Smart City scheme: It will be a competition for funds

February 01, 2015 02:32 am | Updated November 16, 2021 05:19 pm IST - NEW DELHI:

A view of Nizamabad. File photo

A view of Nizamabad. File photo

Cities that have a vision and development strategy, have made progress under the Swachh Bharat Mission, make timely salary payment to municipal staff and have a mechanism to redress grievances and an e-newsletter will be eligible to take part in the Smart City Challenge, which will allow them to compete for funds under the ‘Smart City’ scheme.

At the end of a two-day consultation hosted by the Ministry of Urban Development, the States and other stakeholders to identify the parameters for choosing the cities that can compete, it was suggested that percentage points be allocated for further ranking of cities. The Ministry has clarified that cities will have to compete for the funds allocated under the scheme.

States’ suggestions

“States have suggested certain parameters that include self-financing ability, which will have a 25 per cent weightage in the selection criteria, institutional systems and capacities (25%), existing service levels and committed plan of action for three years (25%), track record in implementing reforms (15%) and quality of vision document (10%),” said an official of the Ministry.

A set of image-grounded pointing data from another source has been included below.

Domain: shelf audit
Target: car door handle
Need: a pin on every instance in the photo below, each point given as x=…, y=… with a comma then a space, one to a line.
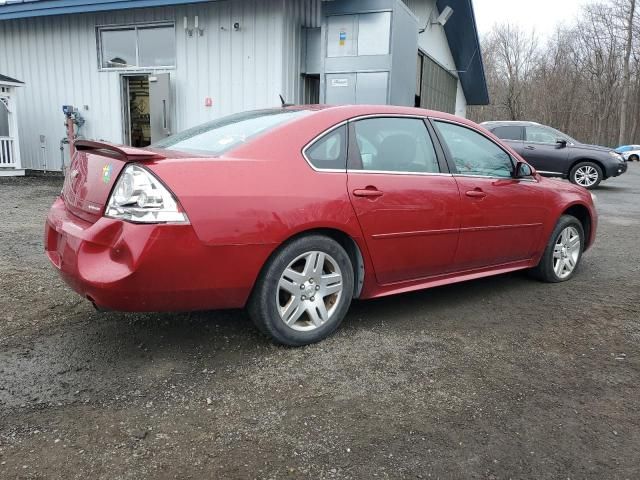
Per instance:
x=369, y=192
x=476, y=193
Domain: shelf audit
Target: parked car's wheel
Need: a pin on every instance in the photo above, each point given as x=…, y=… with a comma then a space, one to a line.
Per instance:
x=563, y=252
x=304, y=291
x=586, y=174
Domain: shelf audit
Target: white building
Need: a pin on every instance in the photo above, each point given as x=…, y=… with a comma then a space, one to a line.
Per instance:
x=136, y=69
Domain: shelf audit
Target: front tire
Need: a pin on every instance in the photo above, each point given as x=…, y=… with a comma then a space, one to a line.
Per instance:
x=563, y=252
x=304, y=291
x=586, y=174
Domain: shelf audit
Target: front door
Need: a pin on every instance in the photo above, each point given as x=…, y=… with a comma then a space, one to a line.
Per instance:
x=406, y=203
x=159, y=106
x=502, y=217
x=541, y=150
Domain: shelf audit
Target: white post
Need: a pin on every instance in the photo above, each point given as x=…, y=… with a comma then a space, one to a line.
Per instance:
x=13, y=130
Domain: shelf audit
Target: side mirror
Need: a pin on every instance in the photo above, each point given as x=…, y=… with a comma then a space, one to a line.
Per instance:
x=523, y=170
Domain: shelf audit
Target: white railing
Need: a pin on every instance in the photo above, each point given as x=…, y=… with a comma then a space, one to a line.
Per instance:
x=7, y=153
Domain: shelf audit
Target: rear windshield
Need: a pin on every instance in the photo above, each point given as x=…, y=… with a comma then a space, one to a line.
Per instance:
x=221, y=135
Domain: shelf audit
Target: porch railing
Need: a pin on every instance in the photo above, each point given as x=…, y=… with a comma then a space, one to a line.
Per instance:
x=7, y=155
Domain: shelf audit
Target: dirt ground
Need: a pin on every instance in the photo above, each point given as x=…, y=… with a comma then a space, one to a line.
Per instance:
x=493, y=379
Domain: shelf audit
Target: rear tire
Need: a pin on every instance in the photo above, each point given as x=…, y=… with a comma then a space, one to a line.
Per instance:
x=586, y=174
x=563, y=252
x=303, y=292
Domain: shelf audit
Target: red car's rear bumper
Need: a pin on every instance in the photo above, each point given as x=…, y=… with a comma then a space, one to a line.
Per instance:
x=133, y=267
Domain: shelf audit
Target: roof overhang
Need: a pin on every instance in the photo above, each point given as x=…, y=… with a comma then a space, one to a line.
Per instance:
x=462, y=35
x=40, y=8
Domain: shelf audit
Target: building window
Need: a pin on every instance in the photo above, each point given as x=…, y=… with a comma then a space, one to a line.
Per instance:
x=436, y=87
x=139, y=46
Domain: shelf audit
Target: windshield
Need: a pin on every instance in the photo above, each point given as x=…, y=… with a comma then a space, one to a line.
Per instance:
x=223, y=134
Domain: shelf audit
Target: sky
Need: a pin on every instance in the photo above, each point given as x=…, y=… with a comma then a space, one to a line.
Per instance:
x=543, y=15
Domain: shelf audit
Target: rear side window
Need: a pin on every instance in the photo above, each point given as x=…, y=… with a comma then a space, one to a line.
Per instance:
x=509, y=132
x=330, y=151
x=474, y=154
x=224, y=134
x=395, y=144
x=541, y=135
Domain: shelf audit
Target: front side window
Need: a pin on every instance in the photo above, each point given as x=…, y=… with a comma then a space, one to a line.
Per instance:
x=220, y=136
x=394, y=144
x=474, y=154
x=541, y=135
x=330, y=151
x=150, y=46
x=508, y=132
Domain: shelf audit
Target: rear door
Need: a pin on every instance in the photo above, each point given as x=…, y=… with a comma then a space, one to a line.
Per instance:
x=406, y=201
x=501, y=217
x=542, y=151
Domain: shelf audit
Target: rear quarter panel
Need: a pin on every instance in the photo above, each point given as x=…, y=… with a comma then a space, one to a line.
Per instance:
x=262, y=195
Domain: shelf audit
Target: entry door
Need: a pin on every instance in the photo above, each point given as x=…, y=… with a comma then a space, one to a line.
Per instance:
x=407, y=208
x=501, y=217
x=160, y=106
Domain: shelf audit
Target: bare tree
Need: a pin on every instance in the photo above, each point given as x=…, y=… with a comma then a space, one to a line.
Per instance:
x=626, y=82
x=576, y=81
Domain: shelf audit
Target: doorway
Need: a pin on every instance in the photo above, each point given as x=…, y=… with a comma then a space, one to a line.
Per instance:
x=136, y=110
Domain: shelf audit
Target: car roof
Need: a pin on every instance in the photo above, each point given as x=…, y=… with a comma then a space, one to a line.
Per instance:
x=514, y=123
x=350, y=111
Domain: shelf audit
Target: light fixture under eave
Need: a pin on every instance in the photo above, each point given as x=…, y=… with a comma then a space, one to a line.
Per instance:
x=444, y=16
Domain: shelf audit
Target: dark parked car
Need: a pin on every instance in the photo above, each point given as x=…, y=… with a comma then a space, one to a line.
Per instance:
x=556, y=154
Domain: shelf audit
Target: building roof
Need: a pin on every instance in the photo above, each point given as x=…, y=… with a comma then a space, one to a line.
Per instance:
x=10, y=9
x=462, y=35
x=461, y=31
x=5, y=79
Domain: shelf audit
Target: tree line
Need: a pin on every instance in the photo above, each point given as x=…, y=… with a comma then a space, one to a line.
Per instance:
x=584, y=80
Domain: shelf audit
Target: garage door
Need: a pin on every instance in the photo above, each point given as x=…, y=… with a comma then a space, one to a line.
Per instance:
x=436, y=87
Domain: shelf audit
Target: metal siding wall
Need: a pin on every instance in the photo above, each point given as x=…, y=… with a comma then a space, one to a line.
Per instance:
x=56, y=57
x=434, y=42
x=298, y=14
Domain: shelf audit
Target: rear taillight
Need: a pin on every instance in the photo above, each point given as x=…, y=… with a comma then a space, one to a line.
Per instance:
x=140, y=197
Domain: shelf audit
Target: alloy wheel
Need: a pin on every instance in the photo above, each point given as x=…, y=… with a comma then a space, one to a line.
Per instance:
x=309, y=291
x=586, y=176
x=566, y=252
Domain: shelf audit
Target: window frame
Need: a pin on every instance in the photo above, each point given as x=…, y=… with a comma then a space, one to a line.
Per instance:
x=135, y=27
x=319, y=138
x=452, y=164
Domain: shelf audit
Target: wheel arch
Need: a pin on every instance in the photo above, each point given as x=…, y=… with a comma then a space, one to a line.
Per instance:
x=344, y=239
x=590, y=160
x=582, y=213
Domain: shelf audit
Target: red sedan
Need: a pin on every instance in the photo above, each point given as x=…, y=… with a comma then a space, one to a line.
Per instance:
x=294, y=212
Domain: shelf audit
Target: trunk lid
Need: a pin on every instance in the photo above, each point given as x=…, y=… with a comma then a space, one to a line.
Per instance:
x=92, y=175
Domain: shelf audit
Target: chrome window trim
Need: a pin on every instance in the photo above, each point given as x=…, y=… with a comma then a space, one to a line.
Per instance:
x=393, y=172
x=490, y=177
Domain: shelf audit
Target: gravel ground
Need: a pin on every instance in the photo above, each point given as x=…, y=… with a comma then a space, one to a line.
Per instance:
x=497, y=378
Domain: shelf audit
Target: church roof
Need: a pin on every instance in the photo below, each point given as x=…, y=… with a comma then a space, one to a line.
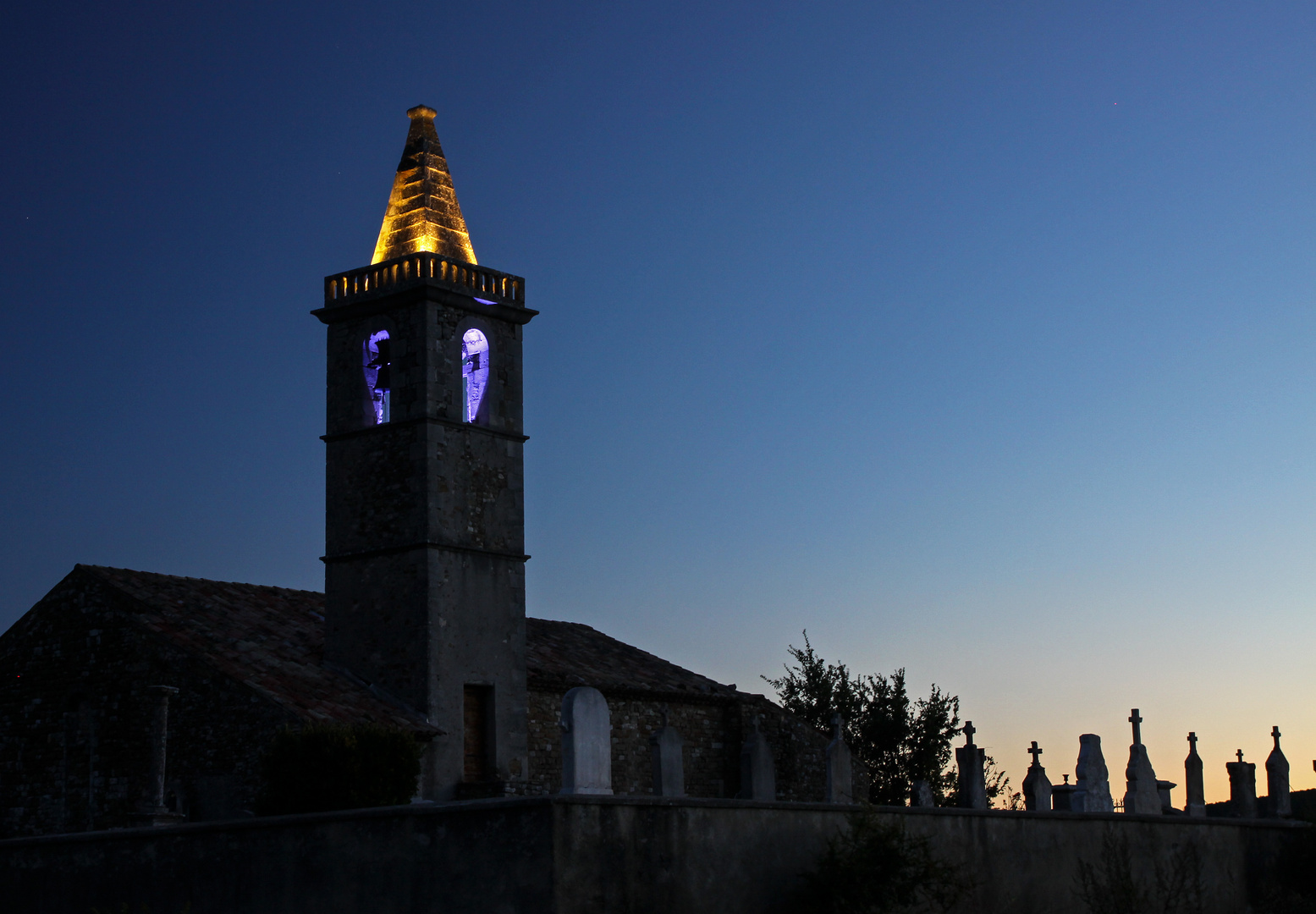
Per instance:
x=422, y=212
x=272, y=638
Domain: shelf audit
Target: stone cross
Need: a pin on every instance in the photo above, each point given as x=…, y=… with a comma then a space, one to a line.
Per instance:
x=1038, y=787
x=1197, y=795
x=586, y=742
x=758, y=776
x=1278, y=802
x=840, y=779
x=972, y=763
x=665, y=750
x=1093, y=784
x=1242, y=788
x=1141, y=795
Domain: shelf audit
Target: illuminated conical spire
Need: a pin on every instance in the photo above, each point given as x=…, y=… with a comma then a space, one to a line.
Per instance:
x=422, y=211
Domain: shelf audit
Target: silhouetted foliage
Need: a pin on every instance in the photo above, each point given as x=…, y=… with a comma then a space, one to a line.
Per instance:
x=875, y=867
x=1294, y=889
x=900, y=741
x=332, y=766
x=998, y=787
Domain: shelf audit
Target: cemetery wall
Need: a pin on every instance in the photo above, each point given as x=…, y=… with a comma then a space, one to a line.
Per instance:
x=713, y=730
x=592, y=855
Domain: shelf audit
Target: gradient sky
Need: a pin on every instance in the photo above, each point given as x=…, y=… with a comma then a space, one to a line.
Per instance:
x=976, y=339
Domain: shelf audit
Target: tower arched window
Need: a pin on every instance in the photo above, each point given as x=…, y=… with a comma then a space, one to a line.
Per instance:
x=476, y=372
x=378, y=367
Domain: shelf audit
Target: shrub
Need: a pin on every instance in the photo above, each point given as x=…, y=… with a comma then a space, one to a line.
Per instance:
x=333, y=766
x=875, y=867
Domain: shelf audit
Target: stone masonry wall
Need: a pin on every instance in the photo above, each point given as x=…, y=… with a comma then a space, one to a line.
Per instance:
x=74, y=719
x=713, y=731
x=599, y=855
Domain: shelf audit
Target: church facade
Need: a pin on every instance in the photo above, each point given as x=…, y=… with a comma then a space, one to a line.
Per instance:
x=421, y=625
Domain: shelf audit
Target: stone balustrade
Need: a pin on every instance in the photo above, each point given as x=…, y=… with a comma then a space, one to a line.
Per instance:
x=424, y=270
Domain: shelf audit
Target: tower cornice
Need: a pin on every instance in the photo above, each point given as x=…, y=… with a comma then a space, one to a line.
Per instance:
x=360, y=291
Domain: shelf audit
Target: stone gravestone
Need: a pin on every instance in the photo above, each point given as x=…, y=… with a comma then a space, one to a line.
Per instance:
x=1093, y=780
x=972, y=776
x=1280, y=807
x=758, y=776
x=1141, y=795
x=665, y=748
x=586, y=742
x=1197, y=799
x=1062, y=796
x=1038, y=787
x=920, y=795
x=1242, y=788
x=840, y=783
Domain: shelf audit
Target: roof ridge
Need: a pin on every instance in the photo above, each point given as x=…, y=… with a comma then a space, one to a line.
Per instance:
x=189, y=577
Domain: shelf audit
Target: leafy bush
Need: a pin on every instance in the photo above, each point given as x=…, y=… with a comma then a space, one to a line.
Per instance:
x=332, y=766
x=877, y=868
x=899, y=740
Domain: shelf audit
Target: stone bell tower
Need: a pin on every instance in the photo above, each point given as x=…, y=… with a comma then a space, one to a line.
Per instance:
x=424, y=521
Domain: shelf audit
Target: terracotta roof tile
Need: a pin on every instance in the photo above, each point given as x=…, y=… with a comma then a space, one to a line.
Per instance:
x=273, y=640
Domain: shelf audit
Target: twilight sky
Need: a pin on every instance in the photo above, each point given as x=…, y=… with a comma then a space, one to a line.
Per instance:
x=976, y=339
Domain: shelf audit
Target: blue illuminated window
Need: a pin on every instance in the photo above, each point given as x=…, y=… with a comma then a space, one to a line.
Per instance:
x=476, y=372
x=378, y=374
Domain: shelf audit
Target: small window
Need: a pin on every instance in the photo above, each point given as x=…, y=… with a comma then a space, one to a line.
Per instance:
x=476, y=372
x=478, y=733
x=378, y=374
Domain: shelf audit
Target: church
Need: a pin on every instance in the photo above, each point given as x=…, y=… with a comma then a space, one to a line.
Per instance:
x=421, y=625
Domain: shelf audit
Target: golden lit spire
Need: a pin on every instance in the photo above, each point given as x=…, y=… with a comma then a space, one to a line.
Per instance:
x=422, y=211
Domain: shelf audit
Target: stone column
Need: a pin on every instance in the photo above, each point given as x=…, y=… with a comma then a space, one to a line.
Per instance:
x=1278, y=805
x=1038, y=785
x=840, y=779
x=1093, y=779
x=1197, y=793
x=665, y=748
x=758, y=775
x=1242, y=788
x=586, y=742
x=151, y=809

The States have suggested two sets of reforms for small and metropolitan cities. These include land monetisation, increased FAR norms with transparent policies, quick progress towards e-governance and online service delivery, integrated GIS-based Master Plans including for sanitation, mobility, land use, digital connectivity, disaster risk management and climate change. Policy reforms, fixed tenures for Mayors and municipal officials, improving revenues through 100 per cent collection of taxes and user charges, minimum educational qualifications for corporators and their capacity-building, economic master planning for cities before physical master plans, creation of municipal cadre and credit rating have also been identified.

“The States have suggested that in addition to the PPP model, they should be given the option of EPC [Engineering Procurement Contract] and user fee-based concessions to promote private sector participation. They want to impose impact fee on organisations that benefit from improved infrastructure, government support for making projects viable for private investors, unbundling of services to make projects investment-worthy and creation of a low-cost pooled fund with the support of the Asian Development Bank, the World Bank, pension funds and sovereign funds etc.,” said the official.